Carrot-Coconut Cupcakes with Brown Butter Frosting
Makes about 30 cupcakes

4 cups shredded carrots
3/4 cup sweetened shredded coconut
3/4 cup raw almonds
2 1/2 cups all-purpose flour
2 1/2 tsp. baking soda
1 tsp. salt
1 T. cinnamon
1 tsp. ground nutmeg
1/2 tsp. ground ginger
1 cup unsalted butter, softened to room temperature
1 1/2 cups granulated sugar
1/2 cup brown sugar
4 eggs
1 tsp. almond extract
1/2 tsp. coconut extract
2/3 cup buttermilk

Preheat oven to 350. Line a muffin tin with liners.
Place almonds in the bowl of a food processor. Process until almonds have become crumbs. Add coconut to bowl of food processor and mix until combined, the coconut has broken down a little. It will be a coarse homogeneous mixture. Set aside.
Whisk together flour, soda, salt, and spices in a medium bowl. Set aside.
In a separate large bowl, cream together butter and sugars until smooth. Add eggs, one at a time, beating a little after each egg. Add extracts.
Beat in almond and coconut mixture. Fold in shredded carrots.
Alternately add buttermilk and flour mixture to the bowl and mix just until evenly combined.
Fill each muffin cup about 2/3 full and bake at 350 for about 20 minutes. Cool on a wire rack.

1 cup unsalted butter
approx. 6 cups powdered sugar
4-5 T. milk

Add butter to a skillet over medium heat and cook until melted and light brown, and brown specks have started to appear. (After the butter has initially melted, you will want to swirl (or stir) the pan constantly to prevent burning.)
Pour butter into a large bowl.
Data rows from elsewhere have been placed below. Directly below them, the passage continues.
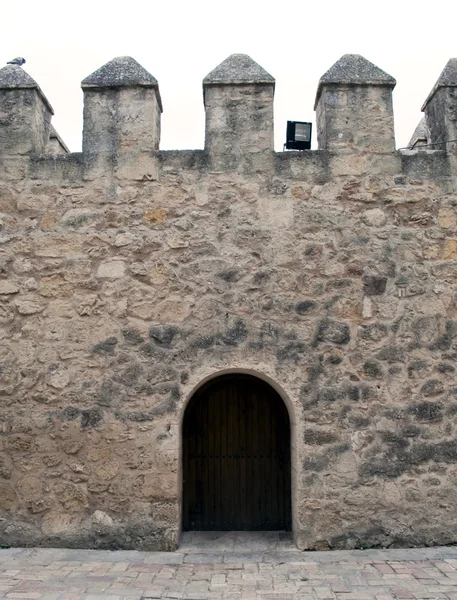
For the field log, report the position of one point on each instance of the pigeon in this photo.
(17, 61)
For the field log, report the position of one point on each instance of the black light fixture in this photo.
(298, 136)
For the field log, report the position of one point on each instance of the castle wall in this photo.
(331, 275)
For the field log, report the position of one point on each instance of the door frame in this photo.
(293, 434)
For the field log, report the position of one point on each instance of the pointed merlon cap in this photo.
(123, 71)
(354, 69)
(448, 78)
(420, 136)
(14, 77)
(238, 69)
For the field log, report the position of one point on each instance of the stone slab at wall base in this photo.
(130, 277)
(64, 531)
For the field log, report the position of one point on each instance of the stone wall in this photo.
(129, 278)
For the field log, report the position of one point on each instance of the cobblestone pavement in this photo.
(231, 566)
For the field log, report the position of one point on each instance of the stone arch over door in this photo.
(236, 456)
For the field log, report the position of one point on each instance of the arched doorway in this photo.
(236, 457)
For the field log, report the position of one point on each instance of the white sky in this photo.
(180, 41)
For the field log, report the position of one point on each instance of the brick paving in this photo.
(230, 568)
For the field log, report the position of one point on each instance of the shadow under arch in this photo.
(245, 464)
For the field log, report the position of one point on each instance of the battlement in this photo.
(130, 277)
(122, 113)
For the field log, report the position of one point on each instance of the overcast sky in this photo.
(180, 41)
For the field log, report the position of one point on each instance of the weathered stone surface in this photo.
(129, 277)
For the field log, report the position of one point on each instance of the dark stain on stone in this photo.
(304, 307)
(152, 350)
(163, 336)
(91, 418)
(411, 431)
(333, 332)
(372, 368)
(416, 367)
(291, 352)
(426, 411)
(396, 441)
(132, 336)
(330, 394)
(109, 392)
(107, 347)
(236, 334)
(70, 413)
(334, 359)
(391, 354)
(203, 342)
(229, 275)
(261, 277)
(318, 437)
(130, 375)
(338, 284)
(432, 387)
(446, 368)
(225, 212)
(374, 331)
(374, 285)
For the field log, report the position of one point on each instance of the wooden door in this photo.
(236, 458)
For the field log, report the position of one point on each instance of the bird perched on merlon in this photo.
(17, 61)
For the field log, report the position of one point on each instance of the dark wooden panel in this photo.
(236, 457)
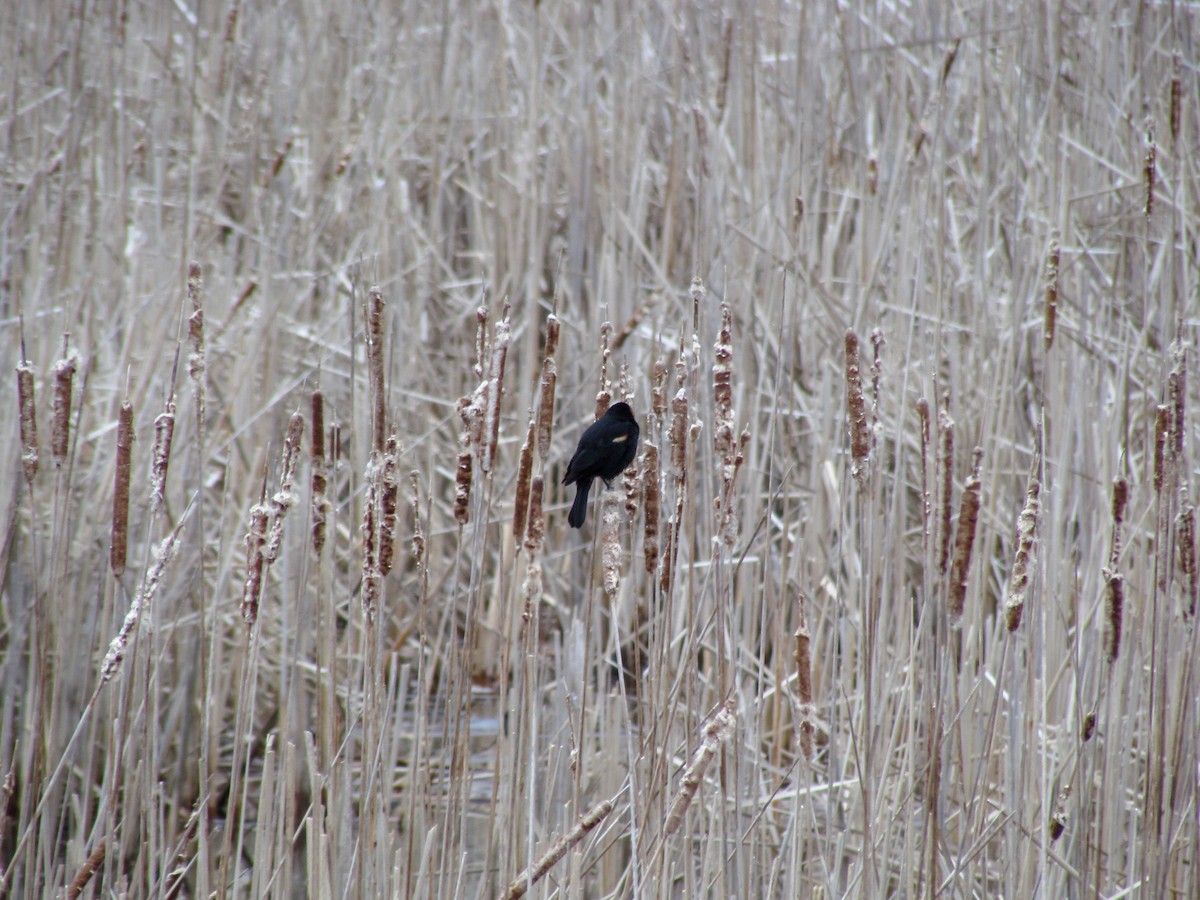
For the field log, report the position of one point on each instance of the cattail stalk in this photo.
(964, 541)
(1024, 557)
(319, 481)
(60, 426)
(549, 382)
(717, 732)
(120, 535)
(29, 453)
(803, 658)
(859, 438)
(163, 435)
(376, 369)
(594, 816)
(1051, 292)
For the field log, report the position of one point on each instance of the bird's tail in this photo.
(580, 508)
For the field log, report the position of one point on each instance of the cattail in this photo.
(462, 489)
(1024, 558)
(285, 498)
(163, 433)
(60, 426)
(1114, 613)
(120, 535)
(717, 732)
(1151, 166)
(535, 531)
(256, 559)
(1051, 292)
(521, 885)
(652, 501)
(1162, 435)
(610, 543)
(1059, 817)
(319, 473)
(196, 358)
(859, 441)
(142, 601)
(964, 541)
(804, 682)
(375, 369)
(1177, 390)
(1186, 540)
(946, 468)
(723, 388)
(389, 499)
(370, 532)
(659, 391)
(525, 472)
(418, 533)
(549, 381)
(925, 430)
(29, 453)
(1176, 96)
(604, 396)
(1120, 499)
(496, 390)
(88, 870)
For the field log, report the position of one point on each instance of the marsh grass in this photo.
(832, 636)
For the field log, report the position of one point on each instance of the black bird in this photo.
(605, 450)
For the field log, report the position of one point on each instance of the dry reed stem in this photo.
(802, 654)
(856, 406)
(496, 390)
(389, 502)
(1114, 613)
(29, 451)
(714, 733)
(160, 457)
(418, 543)
(610, 541)
(319, 480)
(60, 425)
(462, 489)
(1150, 166)
(370, 532)
(285, 498)
(964, 541)
(196, 358)
(376, 369)
(604, 396)
(652, 501)
(89, 869)
(256, 559)
(525, 472)
(1186, 540)
(549, 383)
(594, 816)
(142, 601)
(1059, 817)
(946, 484)
(118, 547)
(1025, 556)
(1051, 292)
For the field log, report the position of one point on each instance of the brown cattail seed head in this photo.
(29, 454)
(1051, 292)
(319, 473)
(1023, 561)
(964, 541)
(163, 433)
(60, 427)
(118, 549)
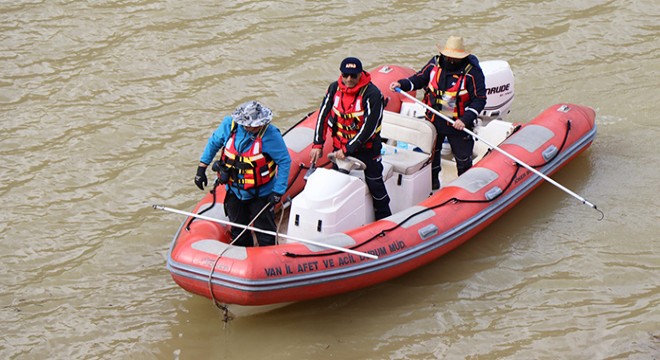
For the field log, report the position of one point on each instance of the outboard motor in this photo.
(499, 90)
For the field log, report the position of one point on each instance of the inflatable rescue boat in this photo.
(334, 208)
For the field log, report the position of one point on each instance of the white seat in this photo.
(418, 133)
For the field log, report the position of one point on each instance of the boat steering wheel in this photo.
(347, 165)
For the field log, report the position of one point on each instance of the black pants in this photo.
(373, 177)
(242, 212)
(461, 146)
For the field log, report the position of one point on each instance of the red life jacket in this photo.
(255, 167)
(450, 102)
(349, 117)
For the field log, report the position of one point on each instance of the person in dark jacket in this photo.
(254, 167)
(352, 110)
(455, 86)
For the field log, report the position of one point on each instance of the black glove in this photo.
(200, 178)
(274, 199)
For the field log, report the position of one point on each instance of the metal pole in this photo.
(310, 242)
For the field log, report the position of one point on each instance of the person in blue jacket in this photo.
(254, 166)
(455, 86)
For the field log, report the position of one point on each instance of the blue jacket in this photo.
(273, 145)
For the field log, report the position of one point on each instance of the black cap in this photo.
(351, 65)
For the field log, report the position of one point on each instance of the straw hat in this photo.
(454, 48)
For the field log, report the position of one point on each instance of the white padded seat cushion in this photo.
(417, 132)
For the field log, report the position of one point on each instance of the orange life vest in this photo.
(254, 167)
(450, 102)
(348, 121)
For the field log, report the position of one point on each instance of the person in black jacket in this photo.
(455, 86)
(352, 110)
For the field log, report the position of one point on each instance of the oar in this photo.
(547, 178)
(311, 242)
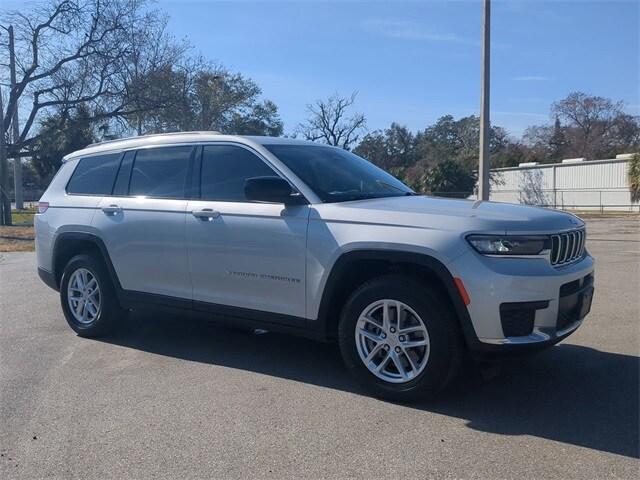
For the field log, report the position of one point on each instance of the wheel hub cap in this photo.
(83, 296)
(392, 341)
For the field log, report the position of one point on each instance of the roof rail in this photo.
(200, 132)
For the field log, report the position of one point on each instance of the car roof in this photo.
(178, 138)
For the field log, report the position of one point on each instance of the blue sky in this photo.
(414, 61)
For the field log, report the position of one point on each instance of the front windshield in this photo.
(336, 175)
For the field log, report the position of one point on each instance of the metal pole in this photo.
(5, 203)
(485, 129)
(17, 161)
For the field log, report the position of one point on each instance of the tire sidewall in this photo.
(437, 319)
(102, 322)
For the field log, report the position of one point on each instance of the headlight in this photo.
(509, 245)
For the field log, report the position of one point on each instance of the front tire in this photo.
(399, 338)
(88, 297)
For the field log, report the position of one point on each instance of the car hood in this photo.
(450, 214)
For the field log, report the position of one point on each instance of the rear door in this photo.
(242, 253)
(143, 222)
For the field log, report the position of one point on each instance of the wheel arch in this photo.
(353, 268)
(69, 244)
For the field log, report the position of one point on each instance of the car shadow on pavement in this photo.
(570, 394)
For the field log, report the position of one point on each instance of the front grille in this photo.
(567, 247)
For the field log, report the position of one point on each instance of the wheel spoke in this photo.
(413, 329)
(374, 351)
(412, 364)
(83, 294)
(371, 320)
(398, 363)
(92, 284)
(386, 320)
(382, 364)
(93, 310)
(414, 343)
(79, 307)
(370, 335)
(399, 310)
(400, 338)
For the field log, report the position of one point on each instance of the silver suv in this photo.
(313, 240)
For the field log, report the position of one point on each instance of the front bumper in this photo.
(556, 298)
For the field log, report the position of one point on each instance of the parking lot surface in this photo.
(174, 397)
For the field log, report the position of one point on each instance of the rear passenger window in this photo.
(121, 187)
(160, 172)
(225, 169)
(94, 175)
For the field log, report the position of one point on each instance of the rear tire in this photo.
(407, 360)
(88, 297)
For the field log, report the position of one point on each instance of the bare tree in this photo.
(330, 121)
(71, 53)
(590, 122)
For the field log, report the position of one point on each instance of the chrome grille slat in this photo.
(567, 247)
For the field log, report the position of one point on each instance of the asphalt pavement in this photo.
(176, 397)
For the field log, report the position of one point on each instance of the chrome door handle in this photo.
(112, 209)
(206, 214)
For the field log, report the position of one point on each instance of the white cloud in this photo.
(407, 30)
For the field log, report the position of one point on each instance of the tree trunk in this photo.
(5, 202)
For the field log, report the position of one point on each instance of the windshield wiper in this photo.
(402, 190)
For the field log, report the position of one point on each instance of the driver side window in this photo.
(225, 169)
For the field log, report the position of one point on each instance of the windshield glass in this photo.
(336, 175)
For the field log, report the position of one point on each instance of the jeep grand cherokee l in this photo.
(309, 239)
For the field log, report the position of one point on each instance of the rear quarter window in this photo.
(94, 175)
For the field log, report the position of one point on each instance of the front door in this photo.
(143, 222)
(242, 253)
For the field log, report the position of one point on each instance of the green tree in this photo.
(209, 97)
(450, 179)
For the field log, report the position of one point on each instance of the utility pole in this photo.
(485, 128)
(17, 161)
(5, 203)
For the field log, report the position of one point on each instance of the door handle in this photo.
(206, 214)
(112, 209)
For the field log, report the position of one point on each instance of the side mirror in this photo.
(271, 189)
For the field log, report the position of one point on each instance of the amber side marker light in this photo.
(463, 291)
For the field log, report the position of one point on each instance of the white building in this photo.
(601, 185)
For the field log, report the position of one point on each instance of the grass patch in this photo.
(17, 239)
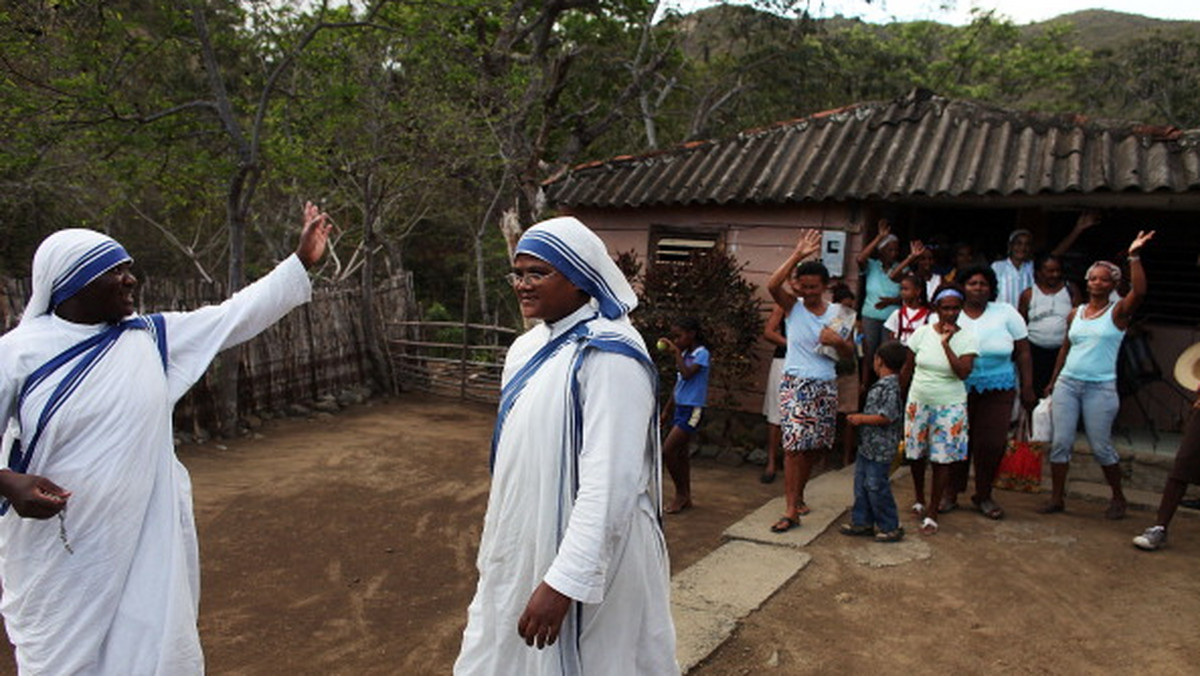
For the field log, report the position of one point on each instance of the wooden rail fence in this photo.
(450, 358)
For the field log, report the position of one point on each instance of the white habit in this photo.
(575, 502)
(125, 602)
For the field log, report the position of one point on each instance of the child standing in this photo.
(935, 428)
(687, 402)
(880, 428)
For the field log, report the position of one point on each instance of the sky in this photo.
(958, 12)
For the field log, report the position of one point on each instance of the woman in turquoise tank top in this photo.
(1085, 380)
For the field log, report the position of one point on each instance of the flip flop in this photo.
(989, 508)
(785, 524)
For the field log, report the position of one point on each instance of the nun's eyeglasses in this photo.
(532, 277)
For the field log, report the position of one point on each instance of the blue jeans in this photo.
(874, 504)
(1098, 404)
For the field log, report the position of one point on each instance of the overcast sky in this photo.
(959, 11)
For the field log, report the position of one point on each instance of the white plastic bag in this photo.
(1042, 424)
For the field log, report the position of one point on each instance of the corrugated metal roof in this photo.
(917, 145)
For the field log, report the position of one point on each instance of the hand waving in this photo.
(809, 243)
(313, 234)
(1140, 240)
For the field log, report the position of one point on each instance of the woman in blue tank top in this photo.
(1085, 381)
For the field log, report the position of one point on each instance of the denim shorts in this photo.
(687, 418)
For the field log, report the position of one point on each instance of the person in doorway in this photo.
(573, 567)
(881, 295)
(99, 556)
(1084, 383)
(685, 405)
(1014, 273)
(919, 263)
(809, 392)
(1045, 307)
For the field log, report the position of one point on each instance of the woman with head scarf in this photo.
(112, 585)
(573, 567)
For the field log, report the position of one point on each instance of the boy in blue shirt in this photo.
(685, 405)
(881, 426)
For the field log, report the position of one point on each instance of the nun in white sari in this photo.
(573, 566)
(99, 558)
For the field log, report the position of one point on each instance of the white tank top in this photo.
(1048, 317)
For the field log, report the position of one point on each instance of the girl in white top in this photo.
(1045, 306)
(913, 312)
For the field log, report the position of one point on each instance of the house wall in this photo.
(762, 237)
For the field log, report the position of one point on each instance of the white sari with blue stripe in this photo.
(124, 599)
(575, 502)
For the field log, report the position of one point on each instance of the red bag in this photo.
(1020, 470)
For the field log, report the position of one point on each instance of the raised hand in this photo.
(809, 243)
(33, 496)
(313, 234)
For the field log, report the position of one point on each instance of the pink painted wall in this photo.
(760, 237)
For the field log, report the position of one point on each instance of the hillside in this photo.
(1103, 29)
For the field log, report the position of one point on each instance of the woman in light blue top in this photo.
(876, 262)
(991, 386)
(1085, 381)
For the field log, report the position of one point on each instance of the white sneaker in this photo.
(1151, 539)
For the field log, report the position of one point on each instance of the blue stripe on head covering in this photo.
(95, 262)
(581, 257)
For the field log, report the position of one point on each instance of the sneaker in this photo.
(1151, 539)
(856, 530)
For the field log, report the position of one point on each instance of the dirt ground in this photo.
(346, 545)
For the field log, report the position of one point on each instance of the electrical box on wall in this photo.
(833, 251)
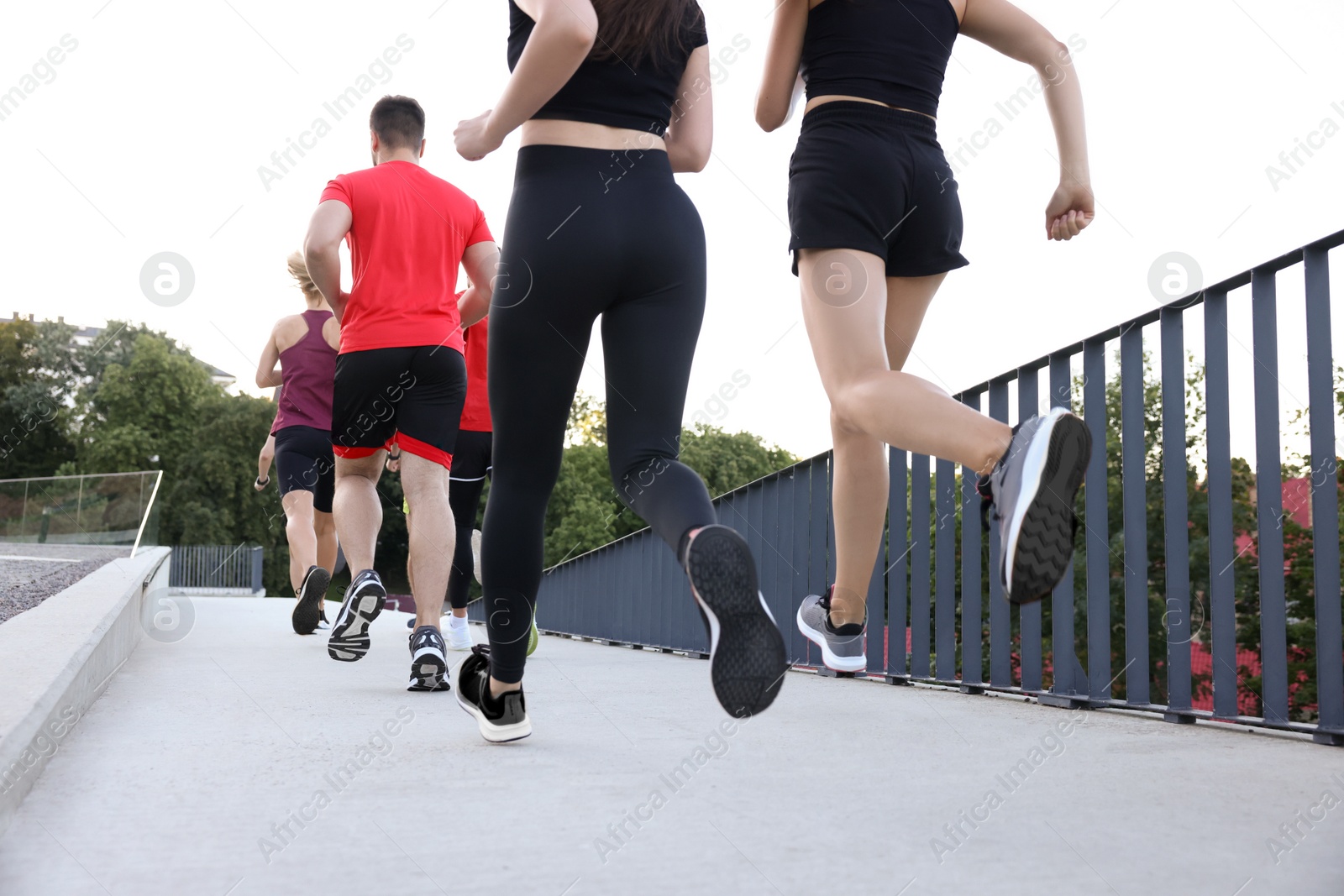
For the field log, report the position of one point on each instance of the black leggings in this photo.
(589, 233)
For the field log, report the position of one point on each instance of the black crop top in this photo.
(894, 51)
(609, 92)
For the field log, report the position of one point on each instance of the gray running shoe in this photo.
(428, 664)
(1032, 490)
(842, 647)
(365, 600)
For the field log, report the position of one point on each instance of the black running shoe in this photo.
(501, 719)
(428, 664)
(746, 651)
(365, 600)
(1032, 490)
(312, 593)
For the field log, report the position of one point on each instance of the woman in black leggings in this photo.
(613, 98)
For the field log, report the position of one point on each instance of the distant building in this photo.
(87, 336)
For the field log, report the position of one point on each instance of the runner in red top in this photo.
(400, 375)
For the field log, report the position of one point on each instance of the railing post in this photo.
(1000, 616)
(897, 566)
(920, 530)
(1097, 537)
(1326, 511)
(972, 598)
(1176, 516)
(1222, 595)
(945, 532)
(1063, 691)
(1133, 456)
(1269, 497)
(1028, 406)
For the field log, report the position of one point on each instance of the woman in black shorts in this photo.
(304, 347)
(613, 97)
(877, 226)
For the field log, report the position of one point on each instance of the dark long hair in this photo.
(638, 29)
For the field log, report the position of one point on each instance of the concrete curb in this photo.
(57, 658)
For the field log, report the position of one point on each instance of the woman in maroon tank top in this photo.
(300, 356)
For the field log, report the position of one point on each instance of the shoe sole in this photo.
(429, 673)
(746, 651)
(312, 593)
(349, 640)
(492, 732)
(831, 660)
(1045, 540)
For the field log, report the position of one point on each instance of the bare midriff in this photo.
(822, 101)
(554, 132)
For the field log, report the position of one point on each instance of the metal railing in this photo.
(217, 570)
(932, 578)
(105, 508)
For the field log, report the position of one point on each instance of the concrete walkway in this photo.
(186, 774)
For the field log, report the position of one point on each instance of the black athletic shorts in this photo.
(874, 179)
(472, 458)
(304, 463)
(412, 396)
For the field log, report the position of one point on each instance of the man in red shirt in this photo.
(400, 375)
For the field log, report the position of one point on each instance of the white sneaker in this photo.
(459, 634)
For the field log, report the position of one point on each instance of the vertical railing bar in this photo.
(1000, 616)
(1062, 598)
(1133, 454)
(1222, 597)
(1326, 547)
(897, 563)
(1269, 497)
(945, 571)
(1028, 406)
(1175, 512)
(920, 591)
(972, 598)
(1099, 527)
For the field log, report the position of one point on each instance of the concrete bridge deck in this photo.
(228, 763)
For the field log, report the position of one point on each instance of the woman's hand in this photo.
(1070, 210)
(474, 137)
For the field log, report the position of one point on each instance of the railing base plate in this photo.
(1063, 700)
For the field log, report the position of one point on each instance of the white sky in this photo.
(150, 134)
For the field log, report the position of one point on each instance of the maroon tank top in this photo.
(308, 369)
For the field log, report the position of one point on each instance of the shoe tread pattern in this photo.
(1046, 539)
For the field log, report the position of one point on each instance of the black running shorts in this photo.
(874, 179)
(304, 464)
(407, 396)
(472, 458)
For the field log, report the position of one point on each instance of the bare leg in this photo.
(432, 535)
(299, 532)
(857, 342)
(326, 530)
(356, 510)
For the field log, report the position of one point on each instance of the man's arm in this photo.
(480, 261)
(322, 251)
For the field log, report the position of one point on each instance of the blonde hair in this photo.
(299, 270)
Add about 3 cups of the powdered sugar and stir a little to moisten. Add the rest of the powdered sugar and beat to combine. (My mixture was pretty dry and looked like little crumbs. Do not fear, it will come together!) Add the milk, starting with less (4 T.) and adding more if needed. Add more milk or powdered sugar until frosting reaches desired consistency and taste. 
Pipe onto cooled cupcakes.


  1. Ooooh, these sound lovely. I'm pinning this recipe to use soon. Thank you!

  2. I love your twist on standard carrot cake - I can never resist anything almondy. And the frosting looks utterly divine!